The answer is, unquestionably, yes, but it comes with an asterisk, so to speak.
I say yes because I look at what I do when I go to the gym. I look at the way I train, how long it takes me and how much effort I put into each workout. Then I ask myself, “Could I do better with someone encouraging me to push harder or lift a bit heavier or do my intervals faster?” The answer again is yes. Speaking as an athlete, trainer and someone who’s been involved in the fitness industry for over 30 years I know exactly how far I can push myself when it comes to my training and I know how much recovery time I need. I’m not always able to give 100% when I’m in the gym. Distractions are constantly present and I often find myself seeking reasons not to do another set or take a little more rest time than I need. When I have one of my colleagues or friends oversee my training session, they never let me take the additional time or look for distractions. They keep me on task, on schedule and constantly push me to excel. Bottom line, it works. No matter how effective I am in the gym, it is only enhanced when a trainer or training partner works with me.
Don’t fool yourself. Even if you’ve been going to the gym for years or you’ve played sports all your life, don’t think that you know everything there is to know about working out.
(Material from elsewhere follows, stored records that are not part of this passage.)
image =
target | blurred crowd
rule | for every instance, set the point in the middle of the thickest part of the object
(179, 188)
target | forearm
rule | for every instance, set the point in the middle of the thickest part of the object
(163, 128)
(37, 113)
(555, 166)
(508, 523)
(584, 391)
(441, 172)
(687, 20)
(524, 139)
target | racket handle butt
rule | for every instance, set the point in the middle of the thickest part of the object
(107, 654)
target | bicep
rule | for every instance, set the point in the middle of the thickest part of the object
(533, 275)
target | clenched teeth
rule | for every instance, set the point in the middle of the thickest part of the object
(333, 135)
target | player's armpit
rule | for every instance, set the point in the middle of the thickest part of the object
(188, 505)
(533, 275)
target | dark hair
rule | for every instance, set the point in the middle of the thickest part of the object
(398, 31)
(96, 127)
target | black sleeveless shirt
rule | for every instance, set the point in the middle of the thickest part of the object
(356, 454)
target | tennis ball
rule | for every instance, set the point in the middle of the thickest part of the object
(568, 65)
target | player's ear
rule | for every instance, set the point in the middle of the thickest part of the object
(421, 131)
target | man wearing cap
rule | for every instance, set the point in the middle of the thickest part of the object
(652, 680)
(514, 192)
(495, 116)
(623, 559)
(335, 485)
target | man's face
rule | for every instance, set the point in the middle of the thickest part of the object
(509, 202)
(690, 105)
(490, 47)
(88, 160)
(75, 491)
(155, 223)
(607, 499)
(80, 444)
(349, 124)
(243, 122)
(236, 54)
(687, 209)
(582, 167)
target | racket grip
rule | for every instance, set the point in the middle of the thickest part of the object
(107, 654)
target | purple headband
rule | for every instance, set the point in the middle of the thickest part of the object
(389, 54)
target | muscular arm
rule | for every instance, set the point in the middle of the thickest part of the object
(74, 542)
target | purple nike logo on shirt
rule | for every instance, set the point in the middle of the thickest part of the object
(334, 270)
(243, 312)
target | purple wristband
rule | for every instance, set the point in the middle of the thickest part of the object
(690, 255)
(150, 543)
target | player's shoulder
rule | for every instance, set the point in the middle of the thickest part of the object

It’s very likely that you probably do quite a few things wrong in the gym — bad information seems to constantly perpetuate. Every single day I see people who are training poorly, ineffectively or just plain wrong.
It may be the intensity at which they do their “cardio” training or perhaps it’s the way they spend 2 hours doing a workout that should take no more than 30 minutes. They may even be doing the exercises TOTALLY WRONG. Yes, I see this all the time. I’m sure most of the people making these errors have no idea they’re doing anything wrong. If that’s the case, there’s no impetus for making any change. “Quality, not quantity” plays a big part in training. It would be much more advantageous for each and every one of these individuals to spend as little as 30 minutes to an hour with a qualified trainer, have him or her evaluate what they’re doing, then change what’s been identified as incorrect. Subtle changes in form, intensity and program design can promote substantial changes in the effectiveness of your program.
Here are some other examples of where hiring a trainer may be helpful:
New to working out
Post injury rehab
Boredom with your current program / routine
No longer seeing results (plateau)
Basic education of equipment
Learn how to train safely
Learn what’s new in the industry
I stated in my first sentence that there was an asterisk involved. The reason is, there are many variables involved when hiring a trainer. As the client, you MUST do your homework and make sure the trainer you hire is right for you. Check out who the trainer is, what their background is, what experience and education they’ve had and, perhaps most importantly, what their personality is like. You could have the most knowledgeable and effective trainer on the planet, but if the personalities of trainer and client don’t mesh, nothing will ever get accomplished. Most gyms have multiple trainers on staff, so don’t necessarily sign up with the first one you talk to. Talk with them all and find the best fit for you. Trainers are like lawyers, too. If you don’t like the one you’re currently with, get rid of them and find one that you enjoy working with.
Follow these guidelines when looking for a trainer and you’ll be much more apt to reach your fitness goals. Remember: If you’re paying to be there, you have the right to ask questions, get more information, ask for alternatives, etc. If you’re being told something that just doesn’t make sense, make sure you’re getting the right answers!